Я — святой, молящийся на террасе, когда мирные животные пасутся вплоть до Палестинского моря.

Я — ученый в мрачном кресле. Ветви и дождь бросаются на окна библиотеки.

Я — пешеход на большой дороге через карликовые леса; шум шлюзов заглушает мои шаги. Я долго смотрю на меланхоличную золотую стирку заката.

Я стал бы ребенком, покинутым на молу во время прилива, маленьким слугой, который идет по аллее и головой касается неба.

Тропинки жестки. Холмики покрываются дроком. Воздух неподвижен. Как далеки птицы и родники! Это не что иное, как конец света, при движении вперед («Детство»)[489].

Первый абзац «Дневника Аполлона Безобразова» содержит несколько ключевых мотивов, которые находят свое развитие в следующих частях текста: это музыка, движение, пограничье, вечность, снег, сон, смерть, слезы. Движение проявляет себя в четырех основных формах: скольжения («на границе иных миров дирижабль души скользит»; «безостановочно скользил водопад зари»), вращения, падения и подъема. Судя по стихотворениям сборника «Флаги», скольжение является важным концептом для поэта и связано прежде всего с темой падения, соскальзывания в вечность, в безвременье, в сон и в смерть:

Мы вышли. Но весы невольно опускались.
О, сумерков холодные весы.
Скользили мимо снежные часы,
Кружились на камнях и исчезали.
(Превращение в камень // Сочинения, 28).
Мы спустились под землю по трапу,
Мы искали центральный огонь.
По огромному черному скату
Мы скользнули в безмолвье и сон.
(Вспомнить-воскреснуть // Сочинения, 88).

Область сна и смерти локализуется в подземном пространстве, куда сходит «погибшая память» и где мертвецы, подобно пленникам Ада у Данте, покрыты снегом и льдом:

В бесконечных кривых коридорах,
Мы спускались все ниже и ниже.
Чьих-то странных ночных разговоров
Отдаленное пение слышим.
«Кто там ходит?» — «Погибшая намять».
«Где любовь?» — «Возвратилась к царю»[490].
Снег покрыл, точно алое знамя,
Мертвецов, отошедших в зарю.
Им не надо ни счастья, ни веры[491],
Им милей абсолютная ночь,
Кто достиг ледяного барьера,
Хочет только года превозмочь.
(Вспомнить-воскреснуть // Сочинения, 88).

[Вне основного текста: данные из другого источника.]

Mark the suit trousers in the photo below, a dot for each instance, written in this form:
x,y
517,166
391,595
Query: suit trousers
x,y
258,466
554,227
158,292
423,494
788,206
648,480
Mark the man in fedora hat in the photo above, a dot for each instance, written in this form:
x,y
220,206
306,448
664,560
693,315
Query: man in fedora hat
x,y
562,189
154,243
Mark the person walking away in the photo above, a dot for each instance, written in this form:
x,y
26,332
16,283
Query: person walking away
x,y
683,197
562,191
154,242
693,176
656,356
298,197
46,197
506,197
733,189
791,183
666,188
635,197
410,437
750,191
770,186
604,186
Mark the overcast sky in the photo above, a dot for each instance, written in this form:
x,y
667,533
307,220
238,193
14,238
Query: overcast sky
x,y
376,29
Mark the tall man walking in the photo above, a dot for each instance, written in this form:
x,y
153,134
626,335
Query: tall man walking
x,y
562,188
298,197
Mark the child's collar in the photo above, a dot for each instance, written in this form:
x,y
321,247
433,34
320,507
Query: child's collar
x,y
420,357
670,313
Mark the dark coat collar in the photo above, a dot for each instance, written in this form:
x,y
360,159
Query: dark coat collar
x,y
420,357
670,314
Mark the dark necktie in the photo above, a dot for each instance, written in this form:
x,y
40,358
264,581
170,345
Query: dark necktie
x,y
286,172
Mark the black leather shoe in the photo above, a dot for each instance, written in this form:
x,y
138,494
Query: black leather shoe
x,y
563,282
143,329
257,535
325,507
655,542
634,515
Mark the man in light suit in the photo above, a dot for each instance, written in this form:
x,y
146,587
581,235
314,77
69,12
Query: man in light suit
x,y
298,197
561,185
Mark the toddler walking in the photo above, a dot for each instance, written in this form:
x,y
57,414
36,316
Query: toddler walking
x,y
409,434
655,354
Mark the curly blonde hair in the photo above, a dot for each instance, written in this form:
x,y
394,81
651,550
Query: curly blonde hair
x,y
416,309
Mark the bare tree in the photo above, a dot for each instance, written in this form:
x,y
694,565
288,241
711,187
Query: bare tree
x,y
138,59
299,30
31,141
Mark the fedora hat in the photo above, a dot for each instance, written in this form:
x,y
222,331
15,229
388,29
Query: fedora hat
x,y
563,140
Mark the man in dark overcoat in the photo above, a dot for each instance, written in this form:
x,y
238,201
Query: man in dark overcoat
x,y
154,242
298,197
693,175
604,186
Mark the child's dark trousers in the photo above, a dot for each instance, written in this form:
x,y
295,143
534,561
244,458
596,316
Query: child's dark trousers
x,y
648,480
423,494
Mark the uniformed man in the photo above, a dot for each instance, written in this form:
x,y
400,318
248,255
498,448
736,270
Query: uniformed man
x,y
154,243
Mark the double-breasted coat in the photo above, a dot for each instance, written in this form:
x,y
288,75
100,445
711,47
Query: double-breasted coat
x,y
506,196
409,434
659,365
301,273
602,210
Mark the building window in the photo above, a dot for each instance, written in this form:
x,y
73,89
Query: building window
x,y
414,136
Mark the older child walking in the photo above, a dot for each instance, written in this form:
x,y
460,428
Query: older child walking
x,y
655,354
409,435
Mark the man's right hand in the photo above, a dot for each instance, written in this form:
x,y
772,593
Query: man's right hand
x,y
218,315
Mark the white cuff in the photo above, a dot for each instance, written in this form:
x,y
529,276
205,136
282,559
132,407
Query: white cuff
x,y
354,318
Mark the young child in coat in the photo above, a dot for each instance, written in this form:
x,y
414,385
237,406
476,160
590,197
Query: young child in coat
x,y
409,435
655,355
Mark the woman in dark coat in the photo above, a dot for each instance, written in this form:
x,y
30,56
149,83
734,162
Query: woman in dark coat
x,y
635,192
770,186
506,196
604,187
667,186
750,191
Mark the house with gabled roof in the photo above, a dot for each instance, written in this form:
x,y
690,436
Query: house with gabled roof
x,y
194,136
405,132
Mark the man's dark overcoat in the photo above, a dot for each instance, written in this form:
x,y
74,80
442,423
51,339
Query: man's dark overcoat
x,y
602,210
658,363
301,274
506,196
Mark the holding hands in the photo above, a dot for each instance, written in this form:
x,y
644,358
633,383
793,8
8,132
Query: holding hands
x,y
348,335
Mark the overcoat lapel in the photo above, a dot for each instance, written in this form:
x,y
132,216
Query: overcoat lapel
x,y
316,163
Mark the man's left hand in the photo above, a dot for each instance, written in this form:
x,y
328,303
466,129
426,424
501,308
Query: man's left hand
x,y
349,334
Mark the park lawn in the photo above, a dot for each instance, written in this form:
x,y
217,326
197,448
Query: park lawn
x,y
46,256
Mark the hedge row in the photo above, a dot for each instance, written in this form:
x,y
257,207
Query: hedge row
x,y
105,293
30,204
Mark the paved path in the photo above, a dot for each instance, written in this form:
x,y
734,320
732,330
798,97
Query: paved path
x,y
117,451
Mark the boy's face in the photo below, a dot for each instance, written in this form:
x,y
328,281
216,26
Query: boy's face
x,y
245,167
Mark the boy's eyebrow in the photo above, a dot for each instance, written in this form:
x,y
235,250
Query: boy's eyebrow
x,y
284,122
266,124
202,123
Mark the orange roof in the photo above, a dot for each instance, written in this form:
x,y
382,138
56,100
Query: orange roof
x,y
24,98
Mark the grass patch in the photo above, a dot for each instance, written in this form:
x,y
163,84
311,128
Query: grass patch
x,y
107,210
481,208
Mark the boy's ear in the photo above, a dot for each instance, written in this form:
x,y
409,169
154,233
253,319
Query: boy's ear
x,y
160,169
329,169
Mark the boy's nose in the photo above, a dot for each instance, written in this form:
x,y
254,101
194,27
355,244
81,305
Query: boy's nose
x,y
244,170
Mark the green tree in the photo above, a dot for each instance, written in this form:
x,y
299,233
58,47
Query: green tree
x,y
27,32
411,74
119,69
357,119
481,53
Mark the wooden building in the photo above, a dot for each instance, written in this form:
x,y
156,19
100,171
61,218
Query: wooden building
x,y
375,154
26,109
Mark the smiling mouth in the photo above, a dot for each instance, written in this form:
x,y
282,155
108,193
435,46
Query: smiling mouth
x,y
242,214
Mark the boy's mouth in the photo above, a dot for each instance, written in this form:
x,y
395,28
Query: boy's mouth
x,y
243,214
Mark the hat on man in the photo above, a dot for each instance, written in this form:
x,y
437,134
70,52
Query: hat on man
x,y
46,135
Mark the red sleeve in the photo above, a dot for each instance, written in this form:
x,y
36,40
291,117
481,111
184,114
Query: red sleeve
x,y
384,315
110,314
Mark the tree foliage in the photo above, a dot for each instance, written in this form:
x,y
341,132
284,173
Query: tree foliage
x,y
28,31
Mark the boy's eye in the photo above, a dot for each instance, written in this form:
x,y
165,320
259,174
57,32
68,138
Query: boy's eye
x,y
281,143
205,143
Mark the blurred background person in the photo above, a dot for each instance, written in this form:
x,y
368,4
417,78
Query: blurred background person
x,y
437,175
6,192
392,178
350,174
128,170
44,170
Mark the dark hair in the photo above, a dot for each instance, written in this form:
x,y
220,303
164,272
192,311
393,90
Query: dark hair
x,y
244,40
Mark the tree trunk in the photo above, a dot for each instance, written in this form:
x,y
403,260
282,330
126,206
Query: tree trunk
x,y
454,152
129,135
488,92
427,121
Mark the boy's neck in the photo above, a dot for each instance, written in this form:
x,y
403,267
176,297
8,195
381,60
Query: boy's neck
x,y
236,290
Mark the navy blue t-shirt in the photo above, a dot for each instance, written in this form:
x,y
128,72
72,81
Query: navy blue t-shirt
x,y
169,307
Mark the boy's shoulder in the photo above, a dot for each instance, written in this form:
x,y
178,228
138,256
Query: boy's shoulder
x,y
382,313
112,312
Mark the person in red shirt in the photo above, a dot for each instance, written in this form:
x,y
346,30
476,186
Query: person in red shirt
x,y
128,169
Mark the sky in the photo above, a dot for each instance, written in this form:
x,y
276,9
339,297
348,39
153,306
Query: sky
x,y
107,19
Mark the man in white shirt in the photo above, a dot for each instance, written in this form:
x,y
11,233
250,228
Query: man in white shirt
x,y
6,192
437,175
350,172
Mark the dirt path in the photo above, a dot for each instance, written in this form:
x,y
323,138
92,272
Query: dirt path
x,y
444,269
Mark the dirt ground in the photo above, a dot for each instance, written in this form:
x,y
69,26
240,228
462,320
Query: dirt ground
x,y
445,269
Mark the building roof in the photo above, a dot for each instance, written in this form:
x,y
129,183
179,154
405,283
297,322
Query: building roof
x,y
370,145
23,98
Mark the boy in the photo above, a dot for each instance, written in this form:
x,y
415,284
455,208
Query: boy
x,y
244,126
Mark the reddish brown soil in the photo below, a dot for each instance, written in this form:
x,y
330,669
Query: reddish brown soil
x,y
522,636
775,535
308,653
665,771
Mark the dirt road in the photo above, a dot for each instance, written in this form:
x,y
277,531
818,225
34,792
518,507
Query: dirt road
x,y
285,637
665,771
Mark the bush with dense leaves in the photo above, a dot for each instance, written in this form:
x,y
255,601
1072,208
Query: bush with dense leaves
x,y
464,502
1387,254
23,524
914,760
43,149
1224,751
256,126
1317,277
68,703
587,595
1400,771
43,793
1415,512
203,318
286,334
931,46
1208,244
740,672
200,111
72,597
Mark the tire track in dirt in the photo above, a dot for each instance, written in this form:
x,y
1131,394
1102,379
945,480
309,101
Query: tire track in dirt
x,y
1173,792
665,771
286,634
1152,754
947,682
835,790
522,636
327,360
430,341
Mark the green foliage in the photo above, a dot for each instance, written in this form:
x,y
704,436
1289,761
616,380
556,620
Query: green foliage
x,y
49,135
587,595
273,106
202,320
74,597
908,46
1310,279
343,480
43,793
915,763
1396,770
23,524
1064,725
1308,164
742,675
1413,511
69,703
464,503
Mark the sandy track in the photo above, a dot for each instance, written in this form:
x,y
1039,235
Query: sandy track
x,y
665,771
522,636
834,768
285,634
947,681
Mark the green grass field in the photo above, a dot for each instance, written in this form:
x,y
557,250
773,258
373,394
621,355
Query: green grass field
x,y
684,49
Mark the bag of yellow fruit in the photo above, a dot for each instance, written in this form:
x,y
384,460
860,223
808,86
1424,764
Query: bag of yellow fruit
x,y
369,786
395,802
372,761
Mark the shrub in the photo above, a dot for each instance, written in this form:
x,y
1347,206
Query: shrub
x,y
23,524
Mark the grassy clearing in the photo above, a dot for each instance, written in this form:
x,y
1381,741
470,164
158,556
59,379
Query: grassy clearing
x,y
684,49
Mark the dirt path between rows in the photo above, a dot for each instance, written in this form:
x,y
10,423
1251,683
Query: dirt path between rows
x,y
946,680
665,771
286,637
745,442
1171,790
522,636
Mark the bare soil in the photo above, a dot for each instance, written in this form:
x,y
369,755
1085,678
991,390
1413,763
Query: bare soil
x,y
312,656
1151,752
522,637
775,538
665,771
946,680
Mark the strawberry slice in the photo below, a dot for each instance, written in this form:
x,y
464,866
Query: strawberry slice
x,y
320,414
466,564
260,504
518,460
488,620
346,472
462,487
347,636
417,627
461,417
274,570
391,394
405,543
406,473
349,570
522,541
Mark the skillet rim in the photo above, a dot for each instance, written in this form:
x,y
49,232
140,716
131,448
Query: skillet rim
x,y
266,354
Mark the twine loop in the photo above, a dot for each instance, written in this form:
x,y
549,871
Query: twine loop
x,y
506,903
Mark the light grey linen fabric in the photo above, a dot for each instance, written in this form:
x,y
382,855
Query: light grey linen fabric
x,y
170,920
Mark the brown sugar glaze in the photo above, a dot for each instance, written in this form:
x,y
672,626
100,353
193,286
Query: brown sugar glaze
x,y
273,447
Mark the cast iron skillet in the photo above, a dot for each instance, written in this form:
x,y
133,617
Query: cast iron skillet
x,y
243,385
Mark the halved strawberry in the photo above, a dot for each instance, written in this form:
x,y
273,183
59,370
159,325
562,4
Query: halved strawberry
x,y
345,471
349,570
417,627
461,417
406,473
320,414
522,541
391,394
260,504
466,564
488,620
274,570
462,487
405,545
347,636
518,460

В «Дневнике» спуск под землю может легко трансформироваться в спуск под воду:

Ты спустился под землю. Ты в свинцовой одежде во сне утонул, победитель надежды, весь в звездах… Ты качнулся над миром, как царь[492], ты спустился ко дну… Кто поднимет свинцовую гору со дна океана. Кто посмеет железную руку к себе потянуть. Так утонет храбрец, и в него, как в бутылку стеклянную, сумрак ночи духовной вольется, затмив вышину (Аполлон Безобразов, 188).

Любопытно, что в стихотворении «Движение» («Озарения») Рембо также говорит о спуске, причем сознательно смешивает две стихии — воздушную и водную:

Извилистое движение на берегу речных водопадов,
бездна за ахтерштевнем,
быстрота сходен,
огромный пробег теченья
Ведут через неслыханный свет
И химическую новизну
Путешественников, окруженных смерчами долины
И стрима[493].

Корабль, за кормой которого открывается бездна, кажется подвешенным в каком-то гибридном водно-воздушном пространстве. Инициатическое путешествие на дно океана или в центр земли — путешествие в антимир, исследование собственных пределов и пределов мира с целью нахождения той мистической точки, где можно попасть на дно Вселенной, то есть выйти за эти пределы и обрести оккультное знание:

Отшельник пел под хлороформом. Пред ним вращались стеклянные книги[494]. Он был прикован золотою цепью ко дну Вселенной… Было далеко от жизни, но еще не совсем смерть… Это было предчувствием страшного звука, полусон, сквозь который бредит рассвет… Холод, сонливость, предрассветная мука… А на дне Вселенной качались деревья и дождь проходил в бледно-сером пальто (Аполлон Безобразов, 189).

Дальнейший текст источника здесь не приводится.